The product, called a nanotube, could be used in fuel cells, batteries, biosensors and other industries. Michael Sadowsky and his colleagues manufactured the filaments (think fiber optic cable) using biological means instead of more nasty chemical processes. Many semiconductors, for example, use toxic solvents in their manufacture.
"It's part of the nanotechnology revolution," Sadowsky said. "It's in engineering devices without using harmful structures."
Sadowsky and a former student, Hor-Gil Hur, now at Gwangju Institute of Science and Technology in South Korea, found that a bacterium called shewanella has the ability to convert arsenate into arsenic sulfide nanotubes. The findings were published in a December issue of the Proceedings of the National Academy of Sciences.
Shewanella is a type of bacterium found in soil and water. "When it grows under anaerobic conditions with sulfur and arsenic, it precipitates them into these tubes," Sadowsky said. The tubes eventually become both conductive and photoactive.
The researchers found that shewanella, after converting the arsenate, leaves behind a yellow residue. They realized that the residue was a jumble of nanotubes. Sadowsky, who is in the Department of Soil, Water and Climate, and his colleagues believe that this is the first time these specialized nanotubes have been made biologically rather than with chemical means.

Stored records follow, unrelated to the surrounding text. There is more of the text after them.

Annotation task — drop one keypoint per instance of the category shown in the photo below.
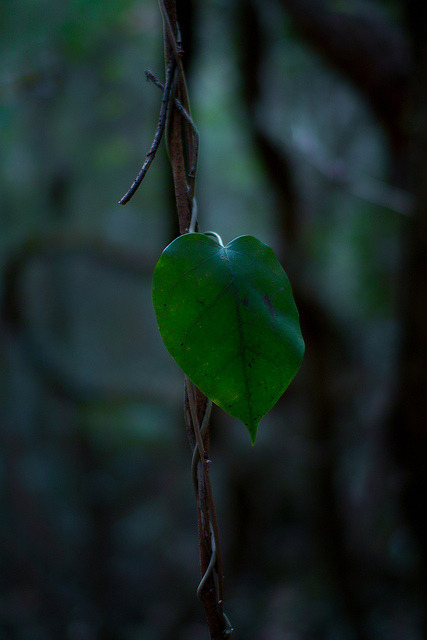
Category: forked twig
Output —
(150, 76)
(158, 135)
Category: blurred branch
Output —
(43, 357)
(369, 51)
(336, 171)
(327, 352)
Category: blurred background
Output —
(312, 121)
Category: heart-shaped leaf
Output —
(228, 318)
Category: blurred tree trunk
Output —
(409, 424)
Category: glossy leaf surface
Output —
(228, 318)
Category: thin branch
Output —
(158, 135)
(151, 77)
(177, 51)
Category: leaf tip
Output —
(252, 427)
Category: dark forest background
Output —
(313, 123)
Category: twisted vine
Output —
(182, 142)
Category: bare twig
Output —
(150, 76)
(158, 135)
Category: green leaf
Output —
(228, 318)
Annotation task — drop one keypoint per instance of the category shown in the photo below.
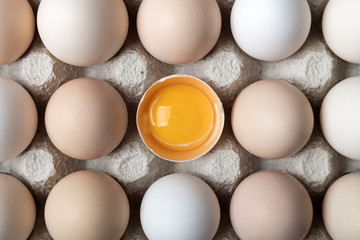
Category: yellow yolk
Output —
(181, 117)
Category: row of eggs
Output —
(85, 33)
(92, 205)
(180, 118)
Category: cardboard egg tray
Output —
(314, 69)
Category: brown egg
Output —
(17, 27)
(179, 31)
(87, 205)
(271, 205)
(86, 118)
(272, 119)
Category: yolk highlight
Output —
(181, 117)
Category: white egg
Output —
(340, 117)
(17, 209)
(340, 26)
(178, 207)
(18, 119)
(270, 30)
(83, 32)
(341, 208)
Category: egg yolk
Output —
(181, 117)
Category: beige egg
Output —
(18, 119)
(86, 118)
(272, 119)
(271, 205)
(87, 205)
(83, 32)
(341, 208)
(17, 27)
(17, 209)
(179, 31)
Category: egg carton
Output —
(314, 69)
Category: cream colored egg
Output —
(17, 209)
(17, 27)
(86, 118)
(271, 205)
(179, 31)
(83, 32)
(87, 205)
(341, 208)
(180, 207)
(340, 26)
(18, 119)
(272, 119)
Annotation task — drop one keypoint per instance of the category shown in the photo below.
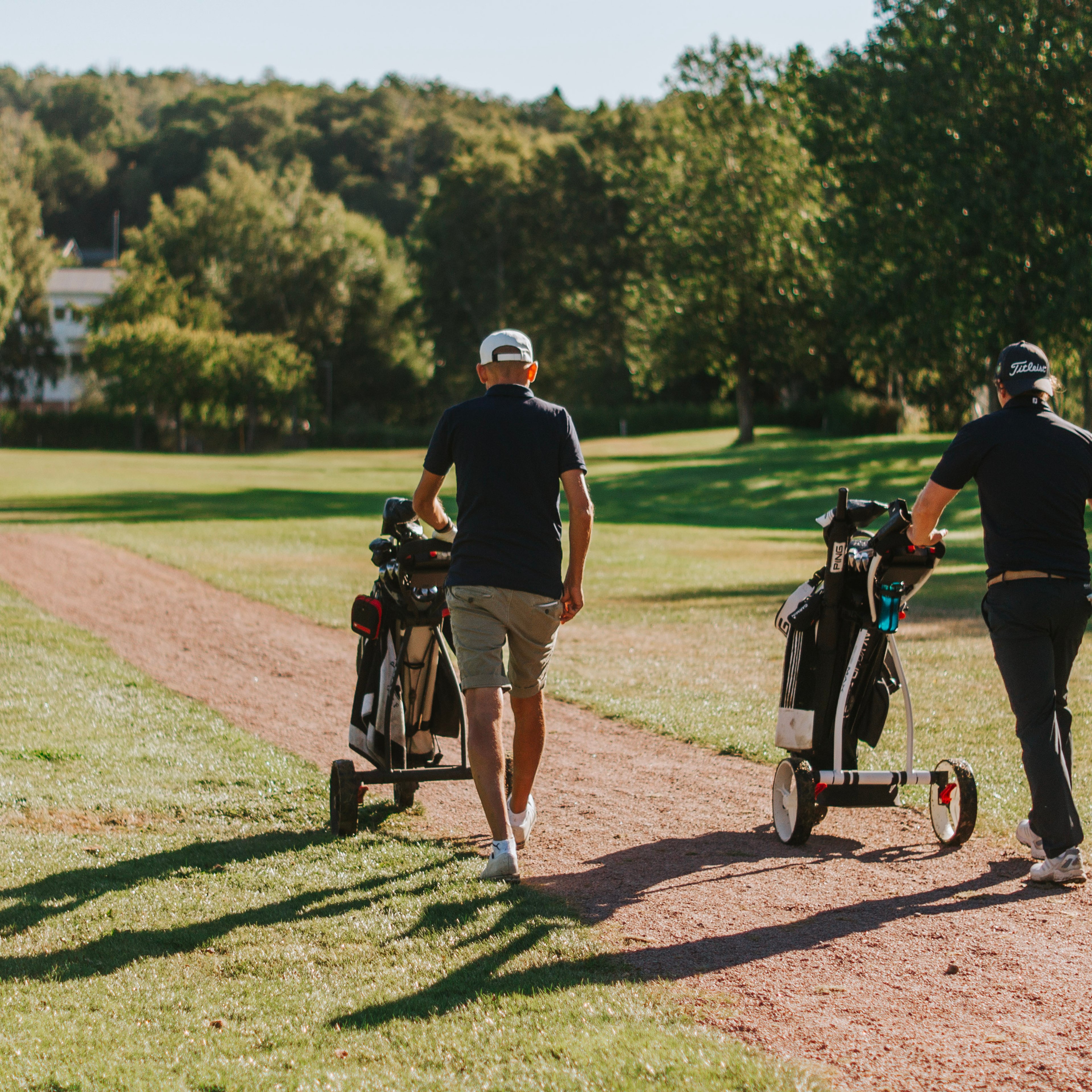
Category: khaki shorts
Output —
(481, 621)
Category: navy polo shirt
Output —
(1035, 474)
(509, 450)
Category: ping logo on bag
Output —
(839, 559)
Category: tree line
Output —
(771, 231)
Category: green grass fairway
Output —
(174, 915)
(698, 542)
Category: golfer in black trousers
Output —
(1035, 475)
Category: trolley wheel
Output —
(794, 803)
(344, 794)
(404, 793)
(955, 807)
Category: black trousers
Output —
(1037, 627)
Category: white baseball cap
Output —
(507, 346)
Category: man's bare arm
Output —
(931, 504)
(426, 500)
(581, 515)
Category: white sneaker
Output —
(521, 825)
(1066, 868)
(502, 867)
(1027, 837)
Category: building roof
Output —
(99, 282)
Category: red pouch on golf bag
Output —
(367, 615)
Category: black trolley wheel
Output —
(404, 794)
(794, 803)
(954, 808)
(343, 799)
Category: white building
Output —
(73, 293)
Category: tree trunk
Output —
(745, 402)
(1086, 391)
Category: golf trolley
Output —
(841, 670)
(408, 693)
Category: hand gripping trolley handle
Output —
(408, 693)
(841, 670)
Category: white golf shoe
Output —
(521, 824)
(503, 867)
(1065, 868)
(1027, 837)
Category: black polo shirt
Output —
(509, 450)
(1035, 474)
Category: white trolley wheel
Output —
(955, 807)
(794, 803)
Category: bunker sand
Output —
(868, 950)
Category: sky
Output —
(592, 49)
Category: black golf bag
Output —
(408, 694)
(845, 615)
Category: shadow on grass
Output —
(182, 507)
(61, 893)
(781, 482)
(530, 920)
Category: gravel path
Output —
(868, 950)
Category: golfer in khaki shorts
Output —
(505, 585)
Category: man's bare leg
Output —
(528, 744)
(485, 748)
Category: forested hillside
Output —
(772, 233)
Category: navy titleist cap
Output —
(1024, 367)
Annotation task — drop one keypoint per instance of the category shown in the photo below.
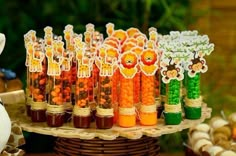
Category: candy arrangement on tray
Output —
(126, 78)
(216, 138)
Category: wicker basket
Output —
(97, 147)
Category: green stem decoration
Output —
(173, 92)
(193, 86)
(163, 88)
(185, 78)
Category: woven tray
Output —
(98, 147)
(68, 131)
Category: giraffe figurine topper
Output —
(35, 58)
(54, 62)
(67, 58)
(106, 64)
(48, 37)
(84, 64)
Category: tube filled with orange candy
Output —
(29, 37)
(55, 108)
(128, 69)
(82, 111)
(104, 111)
(37, 69)
(148, 66)
(66, 76)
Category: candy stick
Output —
(37, 69)
(195, 65)
(29, 37)
(55, 107)
(128, 69)
(172, 74)
(81, 111)
(148, 116)
(66, 75)
(148, 66)
(127, 117)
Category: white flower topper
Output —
(192, 46)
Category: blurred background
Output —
(215, 18)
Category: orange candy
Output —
(127, 120)
(81, 92)
(148, 119)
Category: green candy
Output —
(193, 86)
(163, 88)
(173, 92)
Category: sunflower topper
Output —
(149, 62)
(128, 64)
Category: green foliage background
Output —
(18, 17)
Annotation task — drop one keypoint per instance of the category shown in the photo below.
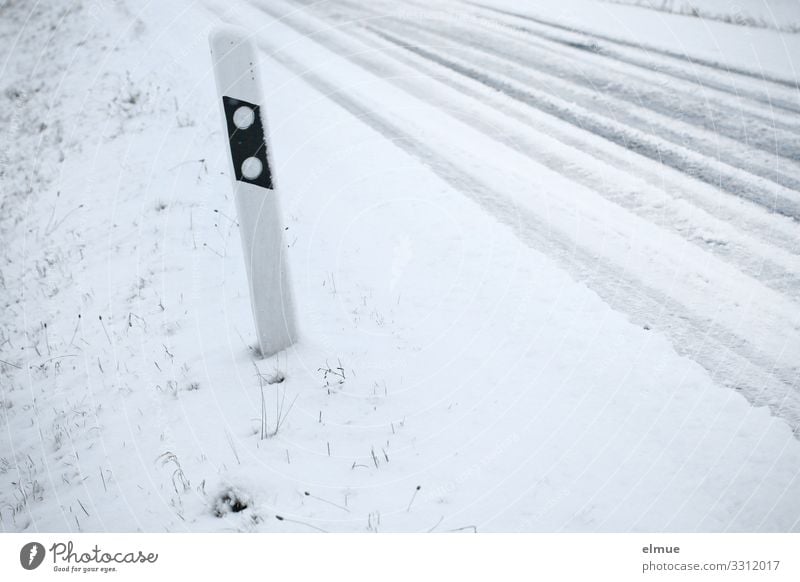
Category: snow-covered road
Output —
(545, 258)
(671, 187)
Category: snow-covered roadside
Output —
(783, 15)
(438, 351)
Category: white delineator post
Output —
(257, 206)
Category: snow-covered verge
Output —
(781, 15)
(449, 377)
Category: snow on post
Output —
(257, 206)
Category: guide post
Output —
(257, 205)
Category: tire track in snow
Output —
(714, 66)
(731, 360)
(729, 179)
(694, 123)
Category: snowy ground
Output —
(547, 279)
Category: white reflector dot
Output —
(244, 117)
(252, 168)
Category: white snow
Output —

The discovery may allow for whole new uses for nanotubes, including "novel semiconductor devices that could not be made other ways," he said.
Before the tubes are ready for market, the team needs to figure out how to make them uniform in size. "I don't have a guess as to when they will be ready." Sadowsky said.
There will not be an environmental advantage in the disposal of devices made with the nanotubes, he said, because of the use of arsenic in their manufacture.